In a recent published report on the DoE’s security breaches, Inspector General Gregory Friedman cited huge flaws in the departments network. In July of 2013 the DoE was again hacked, having been already hacked multiple times since 2011, this time more than 100,000 individuals had their information taken. Important information including: social security numbers, bank account data, dates and places of birth, user names and security question answers.
According to the review, the Inspector General cited failures by the DoE which allowed hackers to infiltrate their networks. Once in the hackers were easily able dump important data from the databases. The most glaring hole, was that the databases themselves, containing all of this private information, were not encrypted – a method that has been considered best practice for some time now by security experts.
Even more appalling than having sensitive data stored in the clear was the fact that members of the department’s Office of the Chief Information Officer did not apply critical security patches, even going years without installing updates!
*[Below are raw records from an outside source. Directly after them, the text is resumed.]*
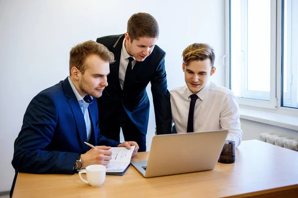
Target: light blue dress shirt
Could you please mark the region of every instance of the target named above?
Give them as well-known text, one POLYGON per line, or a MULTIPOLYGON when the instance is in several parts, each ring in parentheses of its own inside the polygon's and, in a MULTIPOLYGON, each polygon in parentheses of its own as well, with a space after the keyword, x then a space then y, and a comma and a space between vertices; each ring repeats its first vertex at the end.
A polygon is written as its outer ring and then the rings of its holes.
POLYGON ((77 99, 83 115, 84 115, 84 119, 85 120, 85 124, 86 124, 86 131, 87 131, 87 139, 89 141, 90 137, 91 136, 91 121, 90 120, 88 106, 89 106, 89 104, 92 103, 93 98, 91 96, 87 95, 83 99, 79 94, 78 94, 69 76, 68 77, 68 80, 75 95, 75 97, 76 97, 76 99, 77 99))

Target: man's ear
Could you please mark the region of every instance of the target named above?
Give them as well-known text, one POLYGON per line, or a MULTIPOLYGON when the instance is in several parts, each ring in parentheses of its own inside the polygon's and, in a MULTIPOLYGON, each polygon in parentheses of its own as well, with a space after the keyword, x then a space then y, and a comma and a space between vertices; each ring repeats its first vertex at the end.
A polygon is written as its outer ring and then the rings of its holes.
POLYGON ((129 34, 128 34, 128 33, 127 32, 126 33, 125 33, 125 35, 124 36, 125 36, 125 41, 127 41, 127 42, 130 42, 131 41, 130 37, 129 36, 129 34))
POLYGON ((212 69, 211 69, 211 72, 210 73, 210 76, 212 76, 215 73, 216 71, 216 68, 215 67, 213 67, 212 69))
POLYGON ((73 67, 71 70, 72 76, 75 80, 78 80, 79 76, 80 75, 80 72, 76 67, 73 67))

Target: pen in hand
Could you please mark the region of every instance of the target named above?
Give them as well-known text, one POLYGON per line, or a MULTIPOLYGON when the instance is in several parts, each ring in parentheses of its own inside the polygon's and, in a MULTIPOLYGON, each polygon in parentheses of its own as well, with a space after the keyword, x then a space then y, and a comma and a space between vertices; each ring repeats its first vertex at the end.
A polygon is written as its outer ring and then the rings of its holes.
POLYGON ((88 143, 86 143, 86 142, 84 142, 84 143, 85 143, 85 144, 86 144, 87 145, 88 145, 88 146, 89 146, 91 148, 93 148, 94 149, 96 149, 96 150, 97 150, 97 148, 96 148, 95 147, 94 147, 94 146, 93 146, 91 144, 89 144, 88 143))

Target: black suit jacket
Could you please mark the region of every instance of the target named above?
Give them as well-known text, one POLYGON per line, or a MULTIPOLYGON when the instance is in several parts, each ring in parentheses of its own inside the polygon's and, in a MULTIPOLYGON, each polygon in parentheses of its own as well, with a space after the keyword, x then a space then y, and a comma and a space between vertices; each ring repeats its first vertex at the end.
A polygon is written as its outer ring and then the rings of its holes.
POLYGON ((144 135, 147 133, 149 103, 146 87, 151 83, 151 91, 157 134, 171 133, 172 115, 170 94, 167 89, 164 67, 165 52, 155 46, 152 53, 142 62, 137 61, 132 71, 132 78, 121 90, 119 78, 121 49, 124 34, 99 38, 97 43, 106 46, 115 55, 110 65, 109 85, 98 99, 100 119, 104 119, 119 106, 123 105, 129 117, 144 135))

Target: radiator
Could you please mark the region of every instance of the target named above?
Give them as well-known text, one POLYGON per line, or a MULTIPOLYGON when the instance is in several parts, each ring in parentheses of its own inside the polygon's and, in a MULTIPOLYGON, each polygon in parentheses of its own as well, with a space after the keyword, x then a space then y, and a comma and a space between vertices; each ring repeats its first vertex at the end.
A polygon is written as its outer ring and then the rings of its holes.
POLYGON ((263 133, 260 134, 260 140, 286 148, 298 151, 298 139, 285 137, 274 133, 263 133))

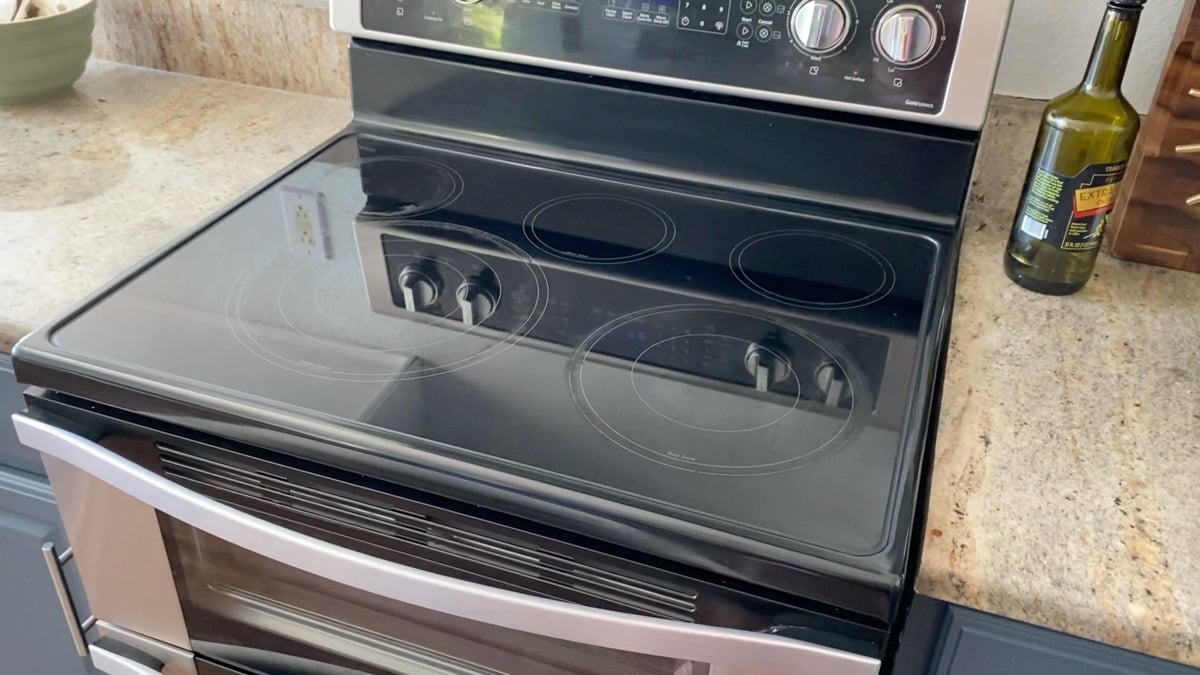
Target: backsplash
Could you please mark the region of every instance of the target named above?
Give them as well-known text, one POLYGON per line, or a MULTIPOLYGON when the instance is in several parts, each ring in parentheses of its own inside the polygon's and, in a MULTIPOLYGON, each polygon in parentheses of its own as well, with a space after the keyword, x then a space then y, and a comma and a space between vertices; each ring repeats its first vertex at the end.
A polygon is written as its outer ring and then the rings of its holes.
POLYGON ((94 42, 100 59, 349 97, 325 0, 102 0, 94 42))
Taken from the report’s highlights: “Permitting direct internet access to a highly sensitive system without adequate security controls. Interestingly, routine internet access to e-mail required greater security than did access to the vast amounts of PII contained in DOEInfo. ”
This sort of news is both shocking and at the same time, something you just look at and think “Somehow I am not surprised”, which is a sad state of mind to have when thinking about security at this level of government. Just like so many other data breaches in recent months, simple security was not followed and the users end up paying for it.
If we take a step back and look at Adobe’s password breach we can see that, while the passwords were encrypted the security questions were left in plain text, allowing people to easily decipher the passwords. Especially when your security question is “The password is password”. However, at least Adobe thought enough to encrypt part of their data whereas the Department of Energy seems to have fallen asleep during that lecture.
If a lesson is to be learned, it is that while the bare minimum may not be enough…doing nothing is worse. The word security means: the state of being free from danger or threat – not an achievable goal if you fall short on the basics.